The guidelines contain guidance and best practice actions to be taken by data repositories and publishers. A lot of the actions focus on lines of communication between these two stakeholders, when a concern is raised to either party, and either the data repository or the publication needs some kind of action to be taken. There are also points where the guidelines suggest that other stakeholders be involved, for example, academic institutions.
The guidelines have consciously been written so they can provide useful guidance to publishers and repositories of all sizes, regardless of the level of support or resource available. While some publishers may have large teams handling issues around research integrity, smaller publishers may only be able to allocate part of a person’s time. Same with repositories, where for many resources are much more stretched. It is hoped the recommendations and the workflow documentation will make it easier for all groups to take action when ethical issues arise.

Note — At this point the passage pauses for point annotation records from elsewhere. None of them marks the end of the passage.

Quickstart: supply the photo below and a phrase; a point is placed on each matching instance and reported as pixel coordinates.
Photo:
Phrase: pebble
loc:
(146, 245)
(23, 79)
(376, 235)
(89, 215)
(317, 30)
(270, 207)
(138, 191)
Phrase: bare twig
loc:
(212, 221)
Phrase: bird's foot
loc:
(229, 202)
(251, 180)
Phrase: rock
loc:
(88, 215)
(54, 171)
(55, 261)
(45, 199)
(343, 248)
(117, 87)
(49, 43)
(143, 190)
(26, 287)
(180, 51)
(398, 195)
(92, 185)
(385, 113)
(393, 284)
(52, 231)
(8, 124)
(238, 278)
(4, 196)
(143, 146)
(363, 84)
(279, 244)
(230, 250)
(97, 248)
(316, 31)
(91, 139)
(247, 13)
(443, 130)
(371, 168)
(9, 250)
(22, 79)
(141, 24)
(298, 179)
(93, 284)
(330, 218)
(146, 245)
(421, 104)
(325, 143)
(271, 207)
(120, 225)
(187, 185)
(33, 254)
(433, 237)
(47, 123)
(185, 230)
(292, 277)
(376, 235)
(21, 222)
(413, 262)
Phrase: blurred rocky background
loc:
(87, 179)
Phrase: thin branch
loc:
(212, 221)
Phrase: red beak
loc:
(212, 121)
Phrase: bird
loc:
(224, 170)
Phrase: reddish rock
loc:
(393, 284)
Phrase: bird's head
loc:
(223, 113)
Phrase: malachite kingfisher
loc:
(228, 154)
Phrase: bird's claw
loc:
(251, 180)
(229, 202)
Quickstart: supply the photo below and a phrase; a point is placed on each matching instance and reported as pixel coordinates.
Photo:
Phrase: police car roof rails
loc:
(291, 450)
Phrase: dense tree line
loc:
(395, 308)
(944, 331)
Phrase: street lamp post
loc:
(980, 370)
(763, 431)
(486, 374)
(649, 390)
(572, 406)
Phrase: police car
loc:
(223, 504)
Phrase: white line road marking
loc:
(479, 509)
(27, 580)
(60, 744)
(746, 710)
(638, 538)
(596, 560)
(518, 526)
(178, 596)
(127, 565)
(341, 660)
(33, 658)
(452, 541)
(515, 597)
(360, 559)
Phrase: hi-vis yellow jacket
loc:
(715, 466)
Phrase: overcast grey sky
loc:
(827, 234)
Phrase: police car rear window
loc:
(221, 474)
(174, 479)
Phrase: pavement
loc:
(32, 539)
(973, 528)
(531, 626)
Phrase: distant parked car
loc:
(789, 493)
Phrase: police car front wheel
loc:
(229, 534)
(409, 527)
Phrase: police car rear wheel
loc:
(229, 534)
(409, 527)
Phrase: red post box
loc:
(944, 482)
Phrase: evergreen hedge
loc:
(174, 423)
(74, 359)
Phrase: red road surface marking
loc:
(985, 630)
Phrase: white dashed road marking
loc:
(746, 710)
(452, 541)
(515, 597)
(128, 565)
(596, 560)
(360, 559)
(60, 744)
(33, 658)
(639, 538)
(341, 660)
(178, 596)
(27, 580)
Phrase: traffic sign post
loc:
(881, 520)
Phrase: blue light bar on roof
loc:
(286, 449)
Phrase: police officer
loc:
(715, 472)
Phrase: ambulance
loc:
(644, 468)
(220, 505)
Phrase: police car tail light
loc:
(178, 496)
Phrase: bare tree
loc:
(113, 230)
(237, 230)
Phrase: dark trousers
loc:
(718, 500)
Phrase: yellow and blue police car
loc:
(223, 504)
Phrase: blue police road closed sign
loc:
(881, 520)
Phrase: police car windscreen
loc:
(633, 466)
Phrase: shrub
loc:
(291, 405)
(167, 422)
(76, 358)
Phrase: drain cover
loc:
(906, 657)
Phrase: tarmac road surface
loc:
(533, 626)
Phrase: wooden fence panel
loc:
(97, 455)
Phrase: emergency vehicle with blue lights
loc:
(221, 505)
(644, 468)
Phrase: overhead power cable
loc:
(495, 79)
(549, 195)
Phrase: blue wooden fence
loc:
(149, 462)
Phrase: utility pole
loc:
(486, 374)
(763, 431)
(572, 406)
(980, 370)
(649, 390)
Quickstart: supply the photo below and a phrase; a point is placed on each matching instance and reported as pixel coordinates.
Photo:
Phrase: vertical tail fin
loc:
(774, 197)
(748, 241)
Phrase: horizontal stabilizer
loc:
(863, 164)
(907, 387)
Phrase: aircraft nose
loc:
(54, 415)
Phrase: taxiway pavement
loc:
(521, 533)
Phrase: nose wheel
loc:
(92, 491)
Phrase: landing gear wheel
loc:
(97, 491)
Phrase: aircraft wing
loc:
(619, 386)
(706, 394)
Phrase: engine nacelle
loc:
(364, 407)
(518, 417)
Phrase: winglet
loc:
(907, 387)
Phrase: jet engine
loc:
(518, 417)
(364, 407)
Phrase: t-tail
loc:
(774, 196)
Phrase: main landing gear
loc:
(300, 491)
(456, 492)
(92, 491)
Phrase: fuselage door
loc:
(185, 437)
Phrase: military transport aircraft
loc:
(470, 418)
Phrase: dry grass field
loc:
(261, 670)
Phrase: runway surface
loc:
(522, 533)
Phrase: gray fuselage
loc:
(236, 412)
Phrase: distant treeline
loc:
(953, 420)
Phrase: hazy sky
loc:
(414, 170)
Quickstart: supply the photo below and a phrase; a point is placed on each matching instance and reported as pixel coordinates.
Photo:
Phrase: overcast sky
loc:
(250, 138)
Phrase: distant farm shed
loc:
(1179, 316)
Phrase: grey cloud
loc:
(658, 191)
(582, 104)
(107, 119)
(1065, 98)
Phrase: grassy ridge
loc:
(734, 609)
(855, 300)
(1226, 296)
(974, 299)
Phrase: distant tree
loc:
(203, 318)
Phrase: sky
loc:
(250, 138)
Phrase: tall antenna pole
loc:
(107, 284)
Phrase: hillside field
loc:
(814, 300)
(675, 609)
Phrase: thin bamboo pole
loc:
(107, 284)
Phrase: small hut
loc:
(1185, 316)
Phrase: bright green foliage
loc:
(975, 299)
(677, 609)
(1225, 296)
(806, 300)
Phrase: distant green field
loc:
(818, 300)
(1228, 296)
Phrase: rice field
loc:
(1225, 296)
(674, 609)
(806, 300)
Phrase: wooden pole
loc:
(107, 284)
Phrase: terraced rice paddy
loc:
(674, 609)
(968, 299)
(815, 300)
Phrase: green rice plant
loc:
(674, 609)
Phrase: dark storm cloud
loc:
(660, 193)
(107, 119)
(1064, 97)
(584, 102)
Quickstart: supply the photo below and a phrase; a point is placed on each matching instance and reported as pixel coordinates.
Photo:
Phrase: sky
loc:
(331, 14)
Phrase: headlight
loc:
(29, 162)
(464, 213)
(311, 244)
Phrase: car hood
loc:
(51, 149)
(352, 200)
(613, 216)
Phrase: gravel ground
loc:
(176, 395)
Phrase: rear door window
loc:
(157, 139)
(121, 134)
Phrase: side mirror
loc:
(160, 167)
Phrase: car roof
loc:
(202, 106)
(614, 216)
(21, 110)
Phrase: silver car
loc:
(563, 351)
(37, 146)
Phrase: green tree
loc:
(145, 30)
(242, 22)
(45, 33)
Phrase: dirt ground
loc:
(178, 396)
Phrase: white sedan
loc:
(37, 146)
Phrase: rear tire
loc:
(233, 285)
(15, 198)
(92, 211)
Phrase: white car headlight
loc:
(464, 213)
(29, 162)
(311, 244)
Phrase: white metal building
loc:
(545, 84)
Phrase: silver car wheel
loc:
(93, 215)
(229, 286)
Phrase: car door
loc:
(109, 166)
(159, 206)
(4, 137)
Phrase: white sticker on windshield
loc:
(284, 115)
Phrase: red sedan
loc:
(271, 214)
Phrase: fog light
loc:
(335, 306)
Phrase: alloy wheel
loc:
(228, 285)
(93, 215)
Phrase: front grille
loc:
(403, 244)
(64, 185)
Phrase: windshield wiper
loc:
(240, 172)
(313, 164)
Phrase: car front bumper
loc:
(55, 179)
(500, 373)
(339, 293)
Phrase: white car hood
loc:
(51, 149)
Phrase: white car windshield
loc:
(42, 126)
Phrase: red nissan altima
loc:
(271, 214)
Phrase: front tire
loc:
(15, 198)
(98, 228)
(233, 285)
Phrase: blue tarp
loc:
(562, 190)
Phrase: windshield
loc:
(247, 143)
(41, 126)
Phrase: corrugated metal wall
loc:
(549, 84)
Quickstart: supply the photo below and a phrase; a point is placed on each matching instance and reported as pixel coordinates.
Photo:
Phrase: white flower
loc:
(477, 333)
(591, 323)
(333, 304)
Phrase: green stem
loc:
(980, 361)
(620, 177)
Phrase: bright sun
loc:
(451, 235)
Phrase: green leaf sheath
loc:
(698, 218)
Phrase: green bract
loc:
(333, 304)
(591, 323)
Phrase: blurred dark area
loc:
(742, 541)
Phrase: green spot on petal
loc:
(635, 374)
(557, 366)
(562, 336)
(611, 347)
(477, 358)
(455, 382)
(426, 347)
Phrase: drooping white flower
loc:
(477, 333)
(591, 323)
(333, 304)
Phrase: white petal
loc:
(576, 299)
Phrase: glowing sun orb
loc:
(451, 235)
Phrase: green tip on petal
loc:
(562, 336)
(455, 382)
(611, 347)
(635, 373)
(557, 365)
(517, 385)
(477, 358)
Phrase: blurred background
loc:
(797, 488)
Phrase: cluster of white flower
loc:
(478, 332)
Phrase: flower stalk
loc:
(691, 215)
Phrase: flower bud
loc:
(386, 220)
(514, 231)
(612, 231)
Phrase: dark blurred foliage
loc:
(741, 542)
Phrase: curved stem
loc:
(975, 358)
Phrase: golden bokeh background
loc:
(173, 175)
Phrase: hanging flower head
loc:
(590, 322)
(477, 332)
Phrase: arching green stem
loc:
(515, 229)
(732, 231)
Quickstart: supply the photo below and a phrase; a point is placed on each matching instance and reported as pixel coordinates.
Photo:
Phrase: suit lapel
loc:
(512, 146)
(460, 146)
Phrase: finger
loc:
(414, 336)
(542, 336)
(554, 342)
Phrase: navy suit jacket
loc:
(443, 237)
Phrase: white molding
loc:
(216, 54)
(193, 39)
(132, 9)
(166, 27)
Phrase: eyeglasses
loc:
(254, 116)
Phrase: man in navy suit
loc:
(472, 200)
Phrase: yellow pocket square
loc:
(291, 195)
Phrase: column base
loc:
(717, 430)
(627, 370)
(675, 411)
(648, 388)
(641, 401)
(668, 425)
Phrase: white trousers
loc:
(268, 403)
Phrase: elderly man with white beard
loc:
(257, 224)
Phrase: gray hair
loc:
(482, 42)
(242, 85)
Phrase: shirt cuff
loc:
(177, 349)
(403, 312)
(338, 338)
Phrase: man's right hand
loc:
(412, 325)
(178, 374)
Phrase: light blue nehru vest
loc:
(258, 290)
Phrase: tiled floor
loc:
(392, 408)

The cultural shifts within various disciplines and institutions seem the biggest challenge to some of the group’s recommendations — did they consider addressing the foundational changes needed to shift researchers to revise and/or take up new data management practices?
While the group that came together to work on this project would all support increased uptake of data management practices by researchers, shifting author behavior around sharing of data was not the primary aim. When considering the data lifecycle (such as the JISC RDM model), the discussions of the group were primarily focused on the publication and sharing of data — the point at which data have been submitted to a repository. While it is accepted that integrity issues are often highlighted and resolved as part of the peer review process, data are not commonly reviewed. Therefore the aims of the group focused on increasing communication and development of best practices between various stakeholders in the publication processes
Since the recommendations have been published, what has been the reaction by the community?
So far the recommendations of the group have been shared via FORCE11 website, the COPE community, promoted by RDA and ISMTE, and presented by WG members at the World Congress on Research Integrity and at CNI’s Fall Member meeting, and through a publication in PLOS Biology. While most of the feedback received has been anecdotal, it’s been very supportive. With the publication of the supporting flowcharts, the group encourages the community to further endorse, adopt and implement the recommendations. We appreciate that comments will mainly crystallize as the recommendations are put into practice, so we want to hear from stakeholders as they use them to guide their responses to ethical cases. We welcome feedback or commentary on these outputs via working group members.
What are your next steps regarding this effort?
The publication of the recommendations and forthcoming publication of this set of flowcharts marks the end of the main active phase of the working group. The biggest step now is for mass adoption by journals, repositories, and institutions. As we see broader uptake, we will continue to promote the opportunity for the community to send feedback on these outputs. As feedback is received the group can reconvene to update these resources as data practices develop in the future.
Finally, it is worth pointing out that not all of the points raised in the discussions on the topic areas are included in the outputs. A range of questions or topics were raised which need further discussion among the community such as terminology for when datasets are removed or retracted. More ideas were shared by the group chairs in this paper published in PLOS Biology.
As joint leaders of the project we want to thank the members of the group for their input and time in attending meetings during the project duration. To the broad community we encourage you to engage with the outputs and let us know how useful they are with guiding ethical discussions of data sharing.